The Battle of Queenston Heights
"I shall refrain as long as possible, under your excellency's positive injunctions, from every hostile act, although sensible that each day's delay gives (the enemy) an advantage."
British Background to the Battle of Queenston Heights
In the fall of 1812, an uneasy calm reigns along the shores of the Niagara River. There has been a standoff since the brief Dearborn-Prevost armistice ended in early September. Both the British and the Americans have used this time to secure their defensive positions while they wait for an attack.
The two commanders on the Niagara front are under pressure from their superiors. But their situations are quite different. The hesitant Stephen Van Rensselaer is dealing with an impatient President James Madison, while the headstrong Isaac Brock is being restrained by an overcautious Governor General George Prevost.

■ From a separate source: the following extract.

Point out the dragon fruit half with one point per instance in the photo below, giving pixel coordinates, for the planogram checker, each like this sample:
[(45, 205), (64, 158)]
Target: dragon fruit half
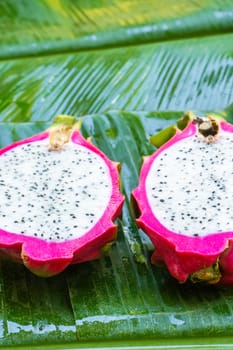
[(185, 197), (59, 196)]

The Americans have gathered large numbers of troops along the river, many more than Brock has at his disposal. In order to respond to a potential American attack anywhere on the Niagara, Brock has had to divide his 1,600 regulars and 300 militia between Fort Erie and Fort George. Queenston, between the two forts, is lightly garrisoned. Typically, Isaac Brock remains confident about his determined, if outnumbered, army. In late September he writes:
"We have been upwards of two months in a state of warfare, and... along this widely extended frontier not a single death, either natural or by the sword should have occurred among the troops under my command... nor has a single desertion taken place."

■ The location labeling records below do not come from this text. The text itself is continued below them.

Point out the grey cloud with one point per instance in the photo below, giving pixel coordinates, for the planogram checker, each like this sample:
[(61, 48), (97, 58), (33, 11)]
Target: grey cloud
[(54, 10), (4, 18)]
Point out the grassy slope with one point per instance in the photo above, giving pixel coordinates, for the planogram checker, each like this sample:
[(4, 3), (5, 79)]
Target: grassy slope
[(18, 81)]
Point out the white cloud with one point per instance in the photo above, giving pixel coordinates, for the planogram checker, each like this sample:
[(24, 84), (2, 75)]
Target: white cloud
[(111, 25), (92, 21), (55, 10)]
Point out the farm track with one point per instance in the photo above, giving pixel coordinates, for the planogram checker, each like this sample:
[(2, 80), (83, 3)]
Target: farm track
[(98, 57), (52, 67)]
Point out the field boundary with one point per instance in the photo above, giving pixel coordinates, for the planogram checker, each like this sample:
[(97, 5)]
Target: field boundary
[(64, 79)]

The regular forces include companies from Brock's own regiment, the 49th Foot, as well as troops from the 41st whom Brock calls, "an uncommonly fine regiment." Local militia units, the York and Lincoln volunteers, have also earned Brock's respect. The General is particularly relieved that a group of Iroquois under John Norton and Joseph Brant's son Ah'You'wa'eghs have also decided to fight with him. The Iroquois warriors are now camped at Fort George.
On October 12, 1812, the day before the battle, British Major Thomas Evans raises a flag of truce. He crosses over to Lewiston in order to discuss a prisoner exchange with Stephen Van Rensselaer. Evans is shot at as he rows across the river and is given an unusually cautious reception. Before he returns to the Canadian side, he also notices a number of boats concealed under bushes along the river's edge. Evans becomes convinced that an attack is imminent.
Once back at Queenston, Evans leaves immediately for Fort George to report the news to Brock. He tells the batteries along the road to expect an invasion. Both Brock's aides, Glegg and Macdonell, are convinced that Evans is overreacting and Brock himself has always believed that Fort George is the most likely target for an attack. But Evans persists, and he finally convinces Brock that preparations must be made. As night falls, Brock dispatches riders from the Provincial Dragoons to alert the local militia. Before he retires to bed, all of Fort George is ready to repel the Americans.